Many of the materials used in the construction of the palace were obtained during the course of Bruce’s foreign trade such as Baltic pine, Dutch red pantiles, floor tiles and glass.
Culross is well worth a visit. Stunning buildings, architecture, and the 13th century abbey, something interesting around every corner. Culross is recently famous for being the set of some of the scenes from the popular American-British television drama series Outlander, based on the historical time travel series of novels by Diana Gabaldon.
It was cold and raining when I visited Culross but that did not deter me at the end of my wanderings and exploration a well deserved, long and lazy lunch in the Biscuit Café. Great menu and well worth a visit.
The other day I visited Dysart harbour.

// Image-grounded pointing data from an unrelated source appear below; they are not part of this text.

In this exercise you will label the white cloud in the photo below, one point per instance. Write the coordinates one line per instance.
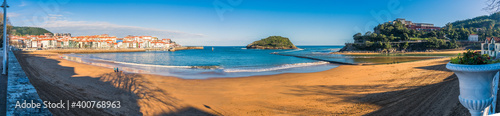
(23, 3)
(80, 28)
(13, 14)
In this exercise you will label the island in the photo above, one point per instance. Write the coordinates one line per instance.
(272, 42)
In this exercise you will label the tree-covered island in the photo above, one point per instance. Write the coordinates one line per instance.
(272, 42)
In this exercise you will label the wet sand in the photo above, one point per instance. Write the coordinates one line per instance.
(415, 88)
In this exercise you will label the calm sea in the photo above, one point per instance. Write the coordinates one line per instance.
(233, 61)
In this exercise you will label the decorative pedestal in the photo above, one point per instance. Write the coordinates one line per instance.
(476, 87)
(475, 106)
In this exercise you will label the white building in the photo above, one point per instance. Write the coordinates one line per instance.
(491, 46)
(473, 37)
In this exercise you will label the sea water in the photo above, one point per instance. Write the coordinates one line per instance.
(228, 61)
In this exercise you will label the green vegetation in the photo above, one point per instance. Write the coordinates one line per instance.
(393, 37)
(29, 31)
(473, 58)
(272, 42)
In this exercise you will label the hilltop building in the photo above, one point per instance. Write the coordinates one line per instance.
(491, 46)
(416, 26)
(473, 37)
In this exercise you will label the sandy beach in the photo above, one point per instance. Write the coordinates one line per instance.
(415, 88)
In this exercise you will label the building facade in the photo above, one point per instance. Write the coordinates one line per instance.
(473, 37)
(491, 46)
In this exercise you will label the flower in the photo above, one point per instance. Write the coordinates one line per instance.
(473, 58)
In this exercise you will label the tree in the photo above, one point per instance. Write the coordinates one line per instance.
(358, 37)
(405, 37)
(492, 5)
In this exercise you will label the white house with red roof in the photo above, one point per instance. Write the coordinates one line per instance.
(473, 37)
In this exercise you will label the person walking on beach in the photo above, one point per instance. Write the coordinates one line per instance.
(116, 69)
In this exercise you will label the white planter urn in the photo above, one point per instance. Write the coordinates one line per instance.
(476, 88)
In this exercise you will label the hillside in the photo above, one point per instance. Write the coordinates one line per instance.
(29, 31)
(272, 42)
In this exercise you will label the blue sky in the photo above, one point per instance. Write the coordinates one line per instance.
(234, 22)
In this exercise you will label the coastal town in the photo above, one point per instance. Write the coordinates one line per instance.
(104, 41)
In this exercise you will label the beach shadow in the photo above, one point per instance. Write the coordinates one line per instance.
(59, 83)
(434, 99)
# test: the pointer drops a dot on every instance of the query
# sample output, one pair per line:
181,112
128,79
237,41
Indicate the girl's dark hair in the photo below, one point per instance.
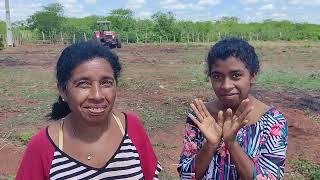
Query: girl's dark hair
234,47
70,58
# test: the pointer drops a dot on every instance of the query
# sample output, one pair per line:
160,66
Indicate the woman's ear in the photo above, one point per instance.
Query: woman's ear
253,79
62,93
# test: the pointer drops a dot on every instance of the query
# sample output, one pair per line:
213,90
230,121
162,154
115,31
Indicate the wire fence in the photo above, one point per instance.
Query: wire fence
21,37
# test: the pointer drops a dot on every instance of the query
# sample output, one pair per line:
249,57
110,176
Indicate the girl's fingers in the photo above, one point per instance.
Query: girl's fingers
244,114
228,115
200,109
194,108
194,119
242,107
204,108
220,118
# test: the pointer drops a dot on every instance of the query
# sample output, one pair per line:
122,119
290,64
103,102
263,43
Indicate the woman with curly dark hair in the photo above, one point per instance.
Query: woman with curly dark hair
234,136
89,139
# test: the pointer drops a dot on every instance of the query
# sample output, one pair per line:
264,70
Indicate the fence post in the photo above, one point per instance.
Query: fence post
145,41
127,38
137,38
85,36
74,38
43,38
188,38
61,37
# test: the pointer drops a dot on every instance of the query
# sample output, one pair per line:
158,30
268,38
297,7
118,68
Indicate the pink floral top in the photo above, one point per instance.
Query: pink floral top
265,142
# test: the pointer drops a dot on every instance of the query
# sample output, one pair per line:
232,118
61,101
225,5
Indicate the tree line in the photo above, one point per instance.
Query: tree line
51,24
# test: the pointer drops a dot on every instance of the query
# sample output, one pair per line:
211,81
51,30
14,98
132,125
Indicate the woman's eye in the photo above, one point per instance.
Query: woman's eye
107,83
83,84
237,75
215,76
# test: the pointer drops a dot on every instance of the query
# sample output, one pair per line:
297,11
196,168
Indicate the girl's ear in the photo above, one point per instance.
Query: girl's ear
253,79
62,93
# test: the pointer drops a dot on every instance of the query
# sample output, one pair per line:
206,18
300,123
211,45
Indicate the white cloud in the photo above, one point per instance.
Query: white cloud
19,11
267,7
280,15
73,8
91,1
175,5
208,2
249,1
304,2
135,4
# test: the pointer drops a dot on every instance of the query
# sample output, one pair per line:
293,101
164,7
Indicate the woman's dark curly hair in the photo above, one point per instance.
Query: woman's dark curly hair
70,58
234,47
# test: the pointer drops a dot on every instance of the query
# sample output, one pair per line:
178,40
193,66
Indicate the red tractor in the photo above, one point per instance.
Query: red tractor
106,36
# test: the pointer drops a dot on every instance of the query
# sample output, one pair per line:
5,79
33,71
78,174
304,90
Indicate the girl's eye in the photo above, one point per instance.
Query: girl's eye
107,83
83,84
236,75
215,76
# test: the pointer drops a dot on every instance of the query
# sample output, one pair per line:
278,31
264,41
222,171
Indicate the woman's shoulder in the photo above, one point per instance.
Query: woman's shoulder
275,116
40,142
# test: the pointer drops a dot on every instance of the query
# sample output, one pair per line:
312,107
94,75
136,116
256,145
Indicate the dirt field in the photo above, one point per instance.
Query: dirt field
158,82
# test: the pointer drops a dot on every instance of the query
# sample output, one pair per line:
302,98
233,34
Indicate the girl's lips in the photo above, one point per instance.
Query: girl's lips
231,94
96,111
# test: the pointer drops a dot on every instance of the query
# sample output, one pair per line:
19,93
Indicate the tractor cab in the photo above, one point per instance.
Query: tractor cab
106,36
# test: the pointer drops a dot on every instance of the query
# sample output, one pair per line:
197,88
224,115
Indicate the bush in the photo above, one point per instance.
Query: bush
25,137
1,42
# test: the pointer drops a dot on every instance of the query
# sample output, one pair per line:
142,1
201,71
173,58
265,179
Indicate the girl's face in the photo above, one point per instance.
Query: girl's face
231,81
91,91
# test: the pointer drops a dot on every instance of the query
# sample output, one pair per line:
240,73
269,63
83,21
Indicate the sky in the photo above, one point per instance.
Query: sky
195,10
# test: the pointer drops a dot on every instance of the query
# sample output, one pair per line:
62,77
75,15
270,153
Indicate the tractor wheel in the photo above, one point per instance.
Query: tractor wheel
118,43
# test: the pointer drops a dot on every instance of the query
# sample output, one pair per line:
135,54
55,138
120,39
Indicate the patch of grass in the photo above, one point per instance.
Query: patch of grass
284,79
25,137
27,84
168,100
192,79
313,116
307,46
138,84
308,169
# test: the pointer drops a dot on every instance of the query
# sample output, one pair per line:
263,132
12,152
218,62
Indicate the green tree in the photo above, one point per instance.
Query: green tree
48,20
122,20
165,24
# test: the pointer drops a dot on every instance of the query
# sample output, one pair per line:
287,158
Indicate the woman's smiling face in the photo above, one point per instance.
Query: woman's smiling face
91,91
231,81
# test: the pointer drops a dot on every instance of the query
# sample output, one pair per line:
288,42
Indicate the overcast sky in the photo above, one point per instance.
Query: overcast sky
196,10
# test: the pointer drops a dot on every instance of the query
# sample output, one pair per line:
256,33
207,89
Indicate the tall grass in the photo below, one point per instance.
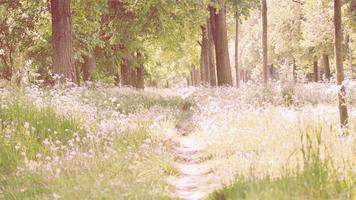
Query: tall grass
129,161
24,128
315,178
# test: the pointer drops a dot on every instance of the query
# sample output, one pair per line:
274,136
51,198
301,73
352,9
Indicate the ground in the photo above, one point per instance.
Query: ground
104,142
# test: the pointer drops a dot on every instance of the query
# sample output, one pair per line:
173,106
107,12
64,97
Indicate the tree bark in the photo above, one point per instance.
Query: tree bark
349,39
192,77
125,73
237,49
223,68
326,64
133,79
339,64
140,73
315,71
205,73
264,42
294,71
88,67
211,53
197,76
63,53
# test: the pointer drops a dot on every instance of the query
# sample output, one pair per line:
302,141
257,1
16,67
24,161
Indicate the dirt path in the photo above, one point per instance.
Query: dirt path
196,180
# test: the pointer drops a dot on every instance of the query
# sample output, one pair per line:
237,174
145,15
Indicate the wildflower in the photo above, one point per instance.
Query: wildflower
26,125
56,196
46,142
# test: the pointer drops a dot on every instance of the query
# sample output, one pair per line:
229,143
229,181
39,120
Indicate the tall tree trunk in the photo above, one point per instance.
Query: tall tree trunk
294,71
211,53
237,49
140,73
315,71
350,56
339,64
88,67
264,42
223,68
63,53
326,64
197,76
192,77
125,73
133,80
205,73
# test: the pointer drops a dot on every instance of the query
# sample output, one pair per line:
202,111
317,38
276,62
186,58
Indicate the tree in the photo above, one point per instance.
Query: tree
237,22
89,66
339,64
211,52
326,66
264,42
63,53
315,71
223,68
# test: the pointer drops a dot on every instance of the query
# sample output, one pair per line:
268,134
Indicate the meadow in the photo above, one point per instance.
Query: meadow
103,142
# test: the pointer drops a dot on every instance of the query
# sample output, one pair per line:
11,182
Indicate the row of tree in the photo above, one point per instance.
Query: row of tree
300,34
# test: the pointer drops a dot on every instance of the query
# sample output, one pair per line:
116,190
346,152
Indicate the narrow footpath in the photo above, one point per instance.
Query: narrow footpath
196,180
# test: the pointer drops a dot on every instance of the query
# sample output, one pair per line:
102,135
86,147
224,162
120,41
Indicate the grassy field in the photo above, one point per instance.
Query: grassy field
102,142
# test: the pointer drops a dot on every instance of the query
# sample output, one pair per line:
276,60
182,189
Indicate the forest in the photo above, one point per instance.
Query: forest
178,99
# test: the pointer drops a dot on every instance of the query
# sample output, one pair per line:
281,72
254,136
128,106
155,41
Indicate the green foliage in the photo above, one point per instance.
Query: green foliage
25,126
317,180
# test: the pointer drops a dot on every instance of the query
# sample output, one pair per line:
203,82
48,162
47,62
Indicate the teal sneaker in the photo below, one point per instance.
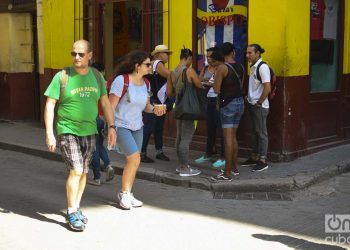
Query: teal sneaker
82,217
74,222
202,159
219,163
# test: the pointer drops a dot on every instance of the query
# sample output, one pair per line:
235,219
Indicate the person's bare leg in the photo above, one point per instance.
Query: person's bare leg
72,188
228,150
82,184
129,173
234,150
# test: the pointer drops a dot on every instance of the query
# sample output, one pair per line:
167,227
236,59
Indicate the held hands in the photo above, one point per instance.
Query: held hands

Having not been there for many years it was great to see a vibrant busy harbour. The majority of motor boats and yachts all out and on the piers getting their overhauls and maintenance done.
The earliest records date the town of Dysart to the 13th century, but the local legend of St Serf dates the area to 500 AD. The harbour dates to 1450 with trade with the Low Countries. Exports of local salt and coal and in the 16th and 17th centuries trade expanded to the Baltic Countries. Dysart earned the nicknames of “Salt Burgh” and from the Dutch influence in Dysart’s buildings inspired by the shipowners who went there “Little Holland”. The early 19th century saw extensive improvements to the harbour . Sadly the demise of the uneconomic Lady Blanche Pit in 1929 saw the end of the coal trade from the harbour.

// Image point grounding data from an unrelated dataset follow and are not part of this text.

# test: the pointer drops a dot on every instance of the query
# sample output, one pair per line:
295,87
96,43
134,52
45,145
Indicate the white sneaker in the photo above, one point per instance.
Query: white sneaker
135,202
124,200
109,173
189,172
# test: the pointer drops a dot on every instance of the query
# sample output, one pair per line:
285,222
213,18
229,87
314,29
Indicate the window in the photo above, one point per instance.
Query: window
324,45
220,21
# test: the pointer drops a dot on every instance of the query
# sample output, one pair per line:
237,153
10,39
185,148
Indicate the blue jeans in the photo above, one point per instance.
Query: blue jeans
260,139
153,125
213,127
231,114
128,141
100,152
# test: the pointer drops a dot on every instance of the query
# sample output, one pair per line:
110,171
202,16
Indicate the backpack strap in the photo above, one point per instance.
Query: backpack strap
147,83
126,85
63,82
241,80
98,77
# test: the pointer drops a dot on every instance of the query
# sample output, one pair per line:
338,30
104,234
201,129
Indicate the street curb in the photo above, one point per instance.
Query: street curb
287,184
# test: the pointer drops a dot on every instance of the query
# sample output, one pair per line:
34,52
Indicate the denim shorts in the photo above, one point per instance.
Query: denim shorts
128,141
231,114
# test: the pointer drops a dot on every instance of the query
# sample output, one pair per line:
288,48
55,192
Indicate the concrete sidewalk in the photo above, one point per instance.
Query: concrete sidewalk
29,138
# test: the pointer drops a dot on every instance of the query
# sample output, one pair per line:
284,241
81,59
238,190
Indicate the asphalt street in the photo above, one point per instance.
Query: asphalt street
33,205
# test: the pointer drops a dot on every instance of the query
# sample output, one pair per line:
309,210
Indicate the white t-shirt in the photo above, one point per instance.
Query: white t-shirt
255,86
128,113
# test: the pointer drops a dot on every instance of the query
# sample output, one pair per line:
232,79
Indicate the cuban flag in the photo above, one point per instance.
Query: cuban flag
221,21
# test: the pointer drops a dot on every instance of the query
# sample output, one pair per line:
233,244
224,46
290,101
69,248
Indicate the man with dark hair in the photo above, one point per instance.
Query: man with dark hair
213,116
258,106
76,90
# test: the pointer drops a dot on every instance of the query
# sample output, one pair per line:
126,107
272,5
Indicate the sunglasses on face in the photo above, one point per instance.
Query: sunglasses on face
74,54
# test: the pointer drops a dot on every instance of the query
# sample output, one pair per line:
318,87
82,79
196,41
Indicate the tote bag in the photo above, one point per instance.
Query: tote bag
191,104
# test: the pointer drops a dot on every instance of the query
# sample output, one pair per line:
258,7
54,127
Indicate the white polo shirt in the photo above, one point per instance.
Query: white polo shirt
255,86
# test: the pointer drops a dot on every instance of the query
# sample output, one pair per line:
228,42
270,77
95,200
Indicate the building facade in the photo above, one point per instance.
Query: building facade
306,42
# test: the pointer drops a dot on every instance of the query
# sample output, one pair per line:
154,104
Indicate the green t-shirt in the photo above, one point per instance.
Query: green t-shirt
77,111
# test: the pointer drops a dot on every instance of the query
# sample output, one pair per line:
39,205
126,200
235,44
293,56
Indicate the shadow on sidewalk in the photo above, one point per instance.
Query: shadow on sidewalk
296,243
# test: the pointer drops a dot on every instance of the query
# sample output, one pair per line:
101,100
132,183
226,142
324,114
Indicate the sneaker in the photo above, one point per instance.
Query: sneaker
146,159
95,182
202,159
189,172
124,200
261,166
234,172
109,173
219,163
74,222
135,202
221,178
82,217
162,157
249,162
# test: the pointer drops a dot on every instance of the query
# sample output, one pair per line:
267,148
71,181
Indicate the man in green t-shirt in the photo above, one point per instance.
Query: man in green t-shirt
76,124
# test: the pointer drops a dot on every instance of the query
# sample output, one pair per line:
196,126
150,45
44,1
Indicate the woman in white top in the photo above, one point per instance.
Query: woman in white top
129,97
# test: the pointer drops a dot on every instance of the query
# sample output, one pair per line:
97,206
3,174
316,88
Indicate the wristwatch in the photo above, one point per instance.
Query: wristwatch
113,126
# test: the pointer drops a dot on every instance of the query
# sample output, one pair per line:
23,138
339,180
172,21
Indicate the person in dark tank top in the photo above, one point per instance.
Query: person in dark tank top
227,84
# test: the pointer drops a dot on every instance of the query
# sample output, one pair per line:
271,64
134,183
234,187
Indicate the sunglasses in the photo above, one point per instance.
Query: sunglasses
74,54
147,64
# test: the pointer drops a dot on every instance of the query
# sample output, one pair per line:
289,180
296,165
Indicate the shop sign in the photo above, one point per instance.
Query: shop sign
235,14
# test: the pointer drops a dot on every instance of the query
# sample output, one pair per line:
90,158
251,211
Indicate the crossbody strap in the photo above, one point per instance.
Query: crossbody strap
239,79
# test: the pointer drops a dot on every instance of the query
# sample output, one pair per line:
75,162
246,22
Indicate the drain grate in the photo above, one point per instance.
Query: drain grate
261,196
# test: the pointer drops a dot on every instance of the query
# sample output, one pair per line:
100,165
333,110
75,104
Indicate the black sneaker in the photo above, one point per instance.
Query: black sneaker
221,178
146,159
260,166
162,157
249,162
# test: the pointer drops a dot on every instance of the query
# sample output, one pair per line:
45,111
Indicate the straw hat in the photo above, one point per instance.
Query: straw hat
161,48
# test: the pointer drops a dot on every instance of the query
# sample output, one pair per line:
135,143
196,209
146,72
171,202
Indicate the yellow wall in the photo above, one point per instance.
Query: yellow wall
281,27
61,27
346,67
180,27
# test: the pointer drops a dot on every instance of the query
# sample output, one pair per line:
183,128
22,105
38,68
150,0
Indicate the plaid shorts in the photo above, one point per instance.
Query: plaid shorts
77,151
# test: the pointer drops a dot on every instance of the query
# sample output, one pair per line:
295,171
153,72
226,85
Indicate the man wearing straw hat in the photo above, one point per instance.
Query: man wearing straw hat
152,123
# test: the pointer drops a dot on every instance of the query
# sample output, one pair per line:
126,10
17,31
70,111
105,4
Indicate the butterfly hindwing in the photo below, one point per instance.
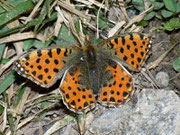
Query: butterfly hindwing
119,88
43,65
77,97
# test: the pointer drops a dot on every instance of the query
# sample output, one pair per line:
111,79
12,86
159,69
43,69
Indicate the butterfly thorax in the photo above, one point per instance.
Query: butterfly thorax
90,55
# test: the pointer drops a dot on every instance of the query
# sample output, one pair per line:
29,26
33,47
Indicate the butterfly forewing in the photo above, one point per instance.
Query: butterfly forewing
43,65
132,49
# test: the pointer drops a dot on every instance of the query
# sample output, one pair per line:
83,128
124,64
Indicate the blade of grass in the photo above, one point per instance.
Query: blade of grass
18,10
9,115
30,24
43,14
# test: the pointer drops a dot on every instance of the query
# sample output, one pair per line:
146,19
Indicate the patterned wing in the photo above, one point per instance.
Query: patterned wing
132,49
118,89
43,66
76,97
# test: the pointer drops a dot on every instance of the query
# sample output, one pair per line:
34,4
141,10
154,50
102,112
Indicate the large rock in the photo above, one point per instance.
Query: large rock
157,112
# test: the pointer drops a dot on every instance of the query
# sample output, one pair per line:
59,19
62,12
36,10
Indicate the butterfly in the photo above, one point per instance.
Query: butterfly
94,72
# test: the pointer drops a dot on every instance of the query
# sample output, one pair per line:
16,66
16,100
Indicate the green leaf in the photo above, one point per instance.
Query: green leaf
172,24
65,37
178,7
43,14
16,11
158,5
103,23
166,13
176,64
138,4
170,5
12,2
143,23
30,24
10,78
149,15
27,44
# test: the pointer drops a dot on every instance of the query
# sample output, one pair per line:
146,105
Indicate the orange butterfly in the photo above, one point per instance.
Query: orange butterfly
90,73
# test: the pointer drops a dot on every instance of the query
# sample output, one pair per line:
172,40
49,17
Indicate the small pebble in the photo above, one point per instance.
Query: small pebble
162,79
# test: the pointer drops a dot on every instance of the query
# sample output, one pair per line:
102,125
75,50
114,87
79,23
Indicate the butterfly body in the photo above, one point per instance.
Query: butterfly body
92,72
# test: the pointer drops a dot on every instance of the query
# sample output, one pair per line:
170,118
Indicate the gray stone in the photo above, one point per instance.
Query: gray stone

Originally known as the Shore House where cargo from visiting ships was stored during the building, which dates to the 17th century and in 1840 became the three-storey Harbourmaster’s House. Today, the house is home to the headquarters of the Fife Countryside and Coast Trust. It also has a great bistro with a good selection of wholesome food and hot and cold beverages. It is well worth a visit.
Last year Dysart Harbour played host as a film set to the very popular TV series Outlander. The Harbourmaster’s House and the west part of the harbour were turned into the French port of Le Havre. You will have to wait until the second series screened next year to see the results.
The Kingdom of Fife has a rich and varied maritime heritage and you don’t need to travel far in Fife to find it. Get out in your car, on your bike or on foot and explore!
Driving down the Fife coast the other day I saw two semi-submersible drilling rigs at anchor in Leven Bay. The sight of the two oil rigs reminded me of my 11 years from 1979 as a Stability Officer/Barge Engineer on semi-submersible drilling rigs and jack-up installations. During my offshore oil career I experienced two major slumps and like the slump today many rigs were laid up in bays and firths on the east coast of Scotland.
To my amazement one of the two oil rigs in Leven Bay was an oil rig I worked on 29 years ago. She is the Sedco 711. I wonder what her future is now? The other oil rig is the Transocean prospect.
Fife has a long relationship with the offshore oil industry, Methil, Burntisland and Rosyth along with various oil related business have supported the great North Sea Oil industry.
If you want to find out the names and types of the various vessels that we see off the Fife coast then go to this free AIS tracking site:
The Automatic Identification System (AIS) is an automatic tracking system used on ships and by vessel traffic services (VTS) for identifying and locating vessels by electronically exchanging data with other nearby ships, AIS base stations, and satellites.